We strongly recommend doing a less public pre-release, or release-candidate (rc) before each public release. The release can then be tested and any issues fixed before the community becomes aware of it. This release-candidate is a public release in the sense that the release is deployed to GitHub and to PyPI but is tagged as a pre-release. It can be pip installed but only by specifying the full version number and can only be found on PyPI and GitHub by some digging.
In our example, Sir Lancelot could make a pre-release of the 0.1.0 release by running,
$ git tag 0.1.0-rc.0
$ git push upstream 0.1.0-rc.0
with exactly this format (included dashes and dots).

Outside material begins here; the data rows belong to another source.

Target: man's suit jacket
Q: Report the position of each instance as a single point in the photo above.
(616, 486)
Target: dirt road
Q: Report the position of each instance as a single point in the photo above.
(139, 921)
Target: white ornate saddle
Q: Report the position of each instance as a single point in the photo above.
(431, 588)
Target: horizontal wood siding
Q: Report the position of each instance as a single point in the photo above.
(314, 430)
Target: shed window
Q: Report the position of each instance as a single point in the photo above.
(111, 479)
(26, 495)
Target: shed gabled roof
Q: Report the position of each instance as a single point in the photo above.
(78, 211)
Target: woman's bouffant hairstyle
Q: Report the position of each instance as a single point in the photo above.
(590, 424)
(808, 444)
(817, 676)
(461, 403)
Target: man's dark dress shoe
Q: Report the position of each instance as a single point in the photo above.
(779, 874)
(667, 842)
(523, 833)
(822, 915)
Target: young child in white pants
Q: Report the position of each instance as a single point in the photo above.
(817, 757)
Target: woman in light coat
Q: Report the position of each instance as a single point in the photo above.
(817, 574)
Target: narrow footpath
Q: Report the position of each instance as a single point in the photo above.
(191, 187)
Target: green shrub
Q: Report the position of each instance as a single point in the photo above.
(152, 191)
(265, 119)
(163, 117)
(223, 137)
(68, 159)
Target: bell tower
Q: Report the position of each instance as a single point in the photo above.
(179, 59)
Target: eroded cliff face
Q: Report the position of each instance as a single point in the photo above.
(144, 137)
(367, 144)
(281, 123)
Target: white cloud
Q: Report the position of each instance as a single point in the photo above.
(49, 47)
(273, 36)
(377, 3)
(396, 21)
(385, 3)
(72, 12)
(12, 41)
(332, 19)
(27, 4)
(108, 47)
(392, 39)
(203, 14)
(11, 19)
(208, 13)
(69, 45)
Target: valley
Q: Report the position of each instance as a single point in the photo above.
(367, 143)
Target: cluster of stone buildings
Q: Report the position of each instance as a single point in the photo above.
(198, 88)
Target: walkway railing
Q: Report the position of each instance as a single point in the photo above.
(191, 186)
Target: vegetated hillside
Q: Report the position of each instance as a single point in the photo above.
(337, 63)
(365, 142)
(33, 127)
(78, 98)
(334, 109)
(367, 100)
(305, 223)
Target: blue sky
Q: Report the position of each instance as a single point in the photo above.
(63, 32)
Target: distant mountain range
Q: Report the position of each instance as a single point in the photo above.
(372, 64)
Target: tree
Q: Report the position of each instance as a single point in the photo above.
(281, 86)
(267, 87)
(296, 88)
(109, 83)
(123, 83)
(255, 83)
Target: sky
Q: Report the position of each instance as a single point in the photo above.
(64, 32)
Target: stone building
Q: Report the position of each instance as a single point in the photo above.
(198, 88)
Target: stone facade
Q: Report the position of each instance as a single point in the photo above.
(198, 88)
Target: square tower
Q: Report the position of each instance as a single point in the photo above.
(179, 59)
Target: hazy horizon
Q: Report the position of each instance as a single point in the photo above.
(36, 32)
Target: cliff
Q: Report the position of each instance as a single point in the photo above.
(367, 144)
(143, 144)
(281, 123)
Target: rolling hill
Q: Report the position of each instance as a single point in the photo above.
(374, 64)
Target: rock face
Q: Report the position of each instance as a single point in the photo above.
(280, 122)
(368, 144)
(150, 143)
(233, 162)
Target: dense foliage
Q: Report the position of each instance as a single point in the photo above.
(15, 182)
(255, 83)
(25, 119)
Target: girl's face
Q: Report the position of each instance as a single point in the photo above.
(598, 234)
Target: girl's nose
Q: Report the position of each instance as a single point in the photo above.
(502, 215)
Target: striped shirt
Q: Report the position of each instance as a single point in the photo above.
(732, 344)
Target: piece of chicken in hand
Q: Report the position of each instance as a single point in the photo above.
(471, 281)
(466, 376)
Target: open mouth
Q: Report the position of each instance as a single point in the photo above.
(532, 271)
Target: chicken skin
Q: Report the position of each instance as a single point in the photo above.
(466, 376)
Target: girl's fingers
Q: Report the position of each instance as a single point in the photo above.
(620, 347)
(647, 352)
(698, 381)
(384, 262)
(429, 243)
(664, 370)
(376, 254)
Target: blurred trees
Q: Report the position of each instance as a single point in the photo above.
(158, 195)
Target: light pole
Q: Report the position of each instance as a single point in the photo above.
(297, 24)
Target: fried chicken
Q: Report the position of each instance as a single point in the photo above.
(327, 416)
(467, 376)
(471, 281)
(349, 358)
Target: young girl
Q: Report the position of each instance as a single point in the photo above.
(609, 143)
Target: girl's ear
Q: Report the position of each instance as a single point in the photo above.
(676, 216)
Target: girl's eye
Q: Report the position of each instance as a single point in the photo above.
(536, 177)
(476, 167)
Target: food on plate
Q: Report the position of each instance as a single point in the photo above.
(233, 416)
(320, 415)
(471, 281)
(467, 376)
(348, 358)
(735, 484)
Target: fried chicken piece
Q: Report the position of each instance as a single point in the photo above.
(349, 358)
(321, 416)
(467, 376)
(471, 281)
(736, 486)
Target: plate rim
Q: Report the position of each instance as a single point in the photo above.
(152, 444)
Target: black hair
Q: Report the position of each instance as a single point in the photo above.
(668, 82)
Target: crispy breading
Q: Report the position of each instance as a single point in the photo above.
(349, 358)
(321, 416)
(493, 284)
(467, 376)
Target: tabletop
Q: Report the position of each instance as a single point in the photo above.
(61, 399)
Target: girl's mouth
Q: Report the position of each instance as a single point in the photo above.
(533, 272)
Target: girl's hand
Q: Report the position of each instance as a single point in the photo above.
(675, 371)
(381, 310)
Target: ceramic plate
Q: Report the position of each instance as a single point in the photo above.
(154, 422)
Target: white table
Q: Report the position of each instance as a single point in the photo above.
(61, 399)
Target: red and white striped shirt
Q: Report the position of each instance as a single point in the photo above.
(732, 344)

The default release obtained by typing pip install montypy remains as the existing release, but the pre-release can be installed in a test environment by explicitly specifying the release number, pip install montypy==0.1.0-rc.0
If needed, a second rc release with some problems fixed would be numbered 0.1.0-rc.1
, and so on.
Whether it is a release-candidate or a full release, the GitHub tag pushed to the upstream repository triggers a series of GitHub workflows, including a check to verify whether the user executing the tag is authorized. When the package was created, Sir Lancelot entered sirlancelotbrave in response to the maintainer_github_username
prompt. The maintainer_github_username
specified person (this can be updated manually in the workflows) is the only GitHub user authorized to run this release workflow. Otherwise, the workflow will fail and the release process will not proceed. This ensures that only an authorized person can release the code. Once the workflow succeeds, it will then create a new pre-release/release on GitHub and publish the package to PyPI.
We recommend to also make packages available on conda-forge which can host not just python and has powerful methods for checking the dependency tree of all packages. For hints for how to do this please visit Publish on GitHub and to PyPI.
After verifying the package is available and functional, Sir Robin who created the GitHub Release issue, can close it which then completes the release lifecycle for the version.